Controversial landlord seeks TIF designation
Some Omaha housing groups are concerned the city is on the cusp of rewarding bad landlord behavior.
The city council will meet on Tuesday to vote on whether to award a tax incentive to a local landlord and developer whose maintenance practices have been called into question.
6 News has covered several stories of tenants who struggle with apartments owned by landlord Dave Paladino.
"We have different tenants contacting us, that live with him, almost weekly seeing if there's ways to get things fixed or get ridiculous move-out fees waived," Simon Hinton with Omaha Tenants United said.
Some of the problems have been remedied, but several local advocacy groups said it's taken pressure on Paladino to get it done.
A search of city inspections revealed Paladino's units have been subject to 66 code violations since 2015, and some of those violations are yet to be resolved.
The city said that Paladino is cooperating.
"I do know that Dave has had many of his properties in violation throughout the past few years. I also know that he has been very diligent and appropriate in speaking with our division to get those violation remedied and making the places habitable," Chief City Housing Inspector Scott Lane said.

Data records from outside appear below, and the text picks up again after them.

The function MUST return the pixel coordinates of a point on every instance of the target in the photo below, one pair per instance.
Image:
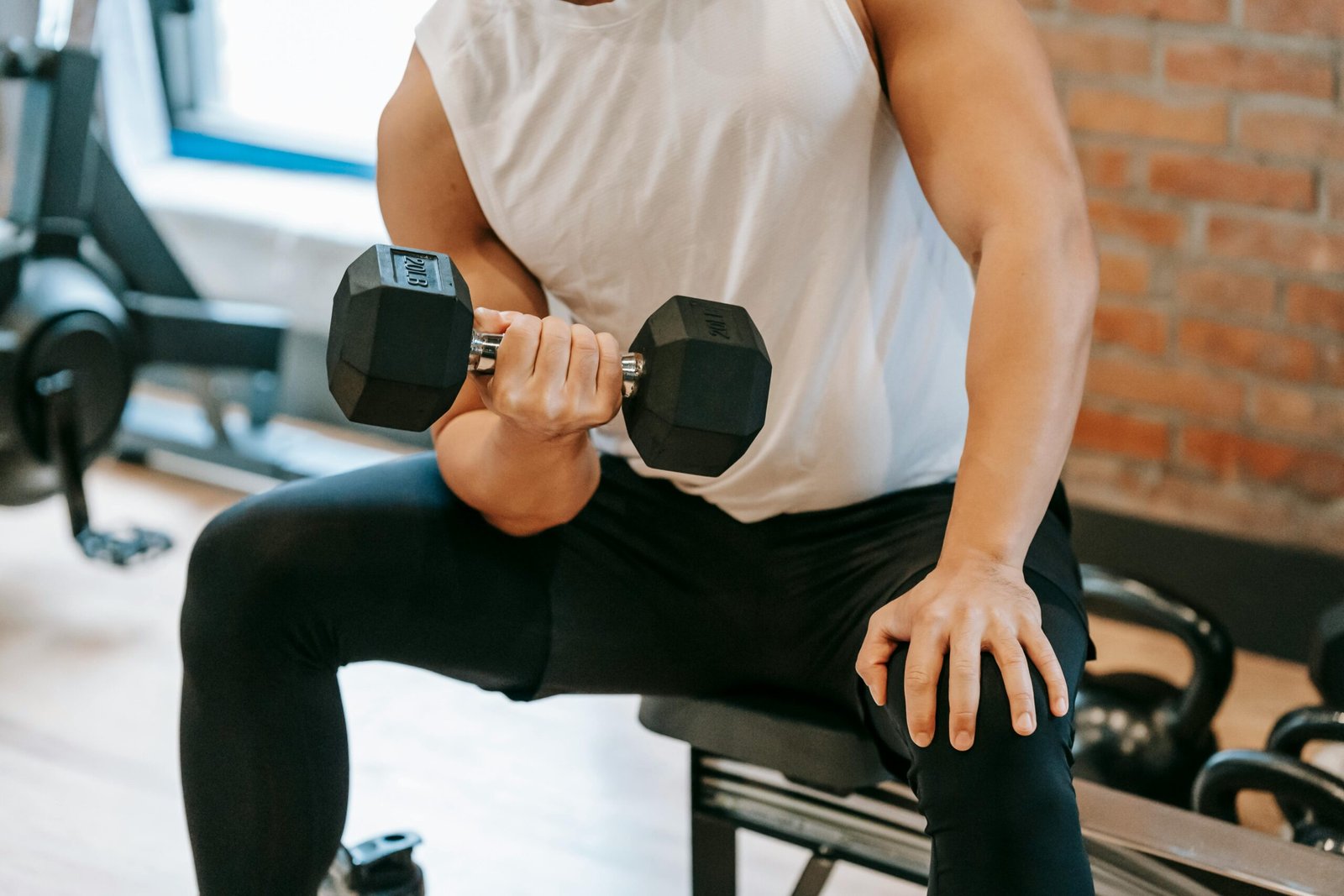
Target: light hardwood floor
(568, 795)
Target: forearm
(522, 485)
(1030, 333)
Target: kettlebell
(1290, 736)
(1139, 732)
(1317, 793)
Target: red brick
(1095, 53)
(1121, 434)
(1288, 134)
(1196, 176)
(1249, 348)
(1296, 246)
(1166, 385)
(1226, 291)
(1221, 65)
(1316, 307)
(1137, 328)
(1299, 411)
(1116, 112)
(1106, 165)
(1297, 16)
(1335, 195)
(1168, 496)
(1230, 454)
(1153, 228)
(1124, 275)
(1207, 11)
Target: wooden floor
(568, 795)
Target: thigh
(386, 563)
(656, 591)
(381, 563)
(877, 553)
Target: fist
(551, 378)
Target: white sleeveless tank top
(739, 150)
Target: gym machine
(91, 293)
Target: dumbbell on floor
(402, 344)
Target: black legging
(647, 591)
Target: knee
(239, 586)
(1003, 773)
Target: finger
(487, 320)
(1047, 664)
(1012, 664)
(873, 661)
(964, 685)
(924, 665)
(553, 355)
(581, 379)
(609, 371)
(517, 355)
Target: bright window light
(307, 74)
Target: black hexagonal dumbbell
(402, 344)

The advocacy groups say it's not enough. They believe problems will continue to exist under Paladino's watch.
"It's not at all surprising that he'd be more responsive, I guess, leading up to trying to get TIF money. So I don't believe a long term pattern of behavior by any stretch of the imagination," Hinton said.
The city said they have it under control.

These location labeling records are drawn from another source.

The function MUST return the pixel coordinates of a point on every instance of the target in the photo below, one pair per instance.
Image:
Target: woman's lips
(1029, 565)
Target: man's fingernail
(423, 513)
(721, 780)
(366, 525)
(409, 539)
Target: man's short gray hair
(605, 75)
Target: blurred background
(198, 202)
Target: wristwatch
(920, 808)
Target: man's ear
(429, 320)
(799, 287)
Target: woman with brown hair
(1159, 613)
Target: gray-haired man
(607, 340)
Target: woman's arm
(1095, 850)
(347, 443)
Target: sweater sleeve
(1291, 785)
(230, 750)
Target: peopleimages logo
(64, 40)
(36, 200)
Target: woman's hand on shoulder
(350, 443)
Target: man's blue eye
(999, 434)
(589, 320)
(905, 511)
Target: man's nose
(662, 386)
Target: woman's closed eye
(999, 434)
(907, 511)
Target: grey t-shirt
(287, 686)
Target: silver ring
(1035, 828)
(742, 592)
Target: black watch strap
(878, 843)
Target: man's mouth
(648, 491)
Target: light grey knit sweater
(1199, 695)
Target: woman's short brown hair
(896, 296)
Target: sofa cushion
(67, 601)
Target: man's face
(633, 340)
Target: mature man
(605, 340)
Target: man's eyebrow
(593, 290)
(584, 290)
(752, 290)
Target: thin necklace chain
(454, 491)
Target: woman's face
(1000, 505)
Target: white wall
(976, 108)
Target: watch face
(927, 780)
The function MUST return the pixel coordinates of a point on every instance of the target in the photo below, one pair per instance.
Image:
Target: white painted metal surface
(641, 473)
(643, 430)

"I've encouraged him to meet with the residents and those philanthropic groups who are assisting those residents, specifically the refugee residents, and asked to pay attention to them," Lane said.
Paladino said he works hard to ensure residents in all of his over 1,000 rental units across the city are satisfied.
He also said that if he ends up receiving TIF from the city, he plans to renovate the Ainsworth and Beverly apartments downtown and turn them into one-bedroom apartments that he'll rent for about $700 a month.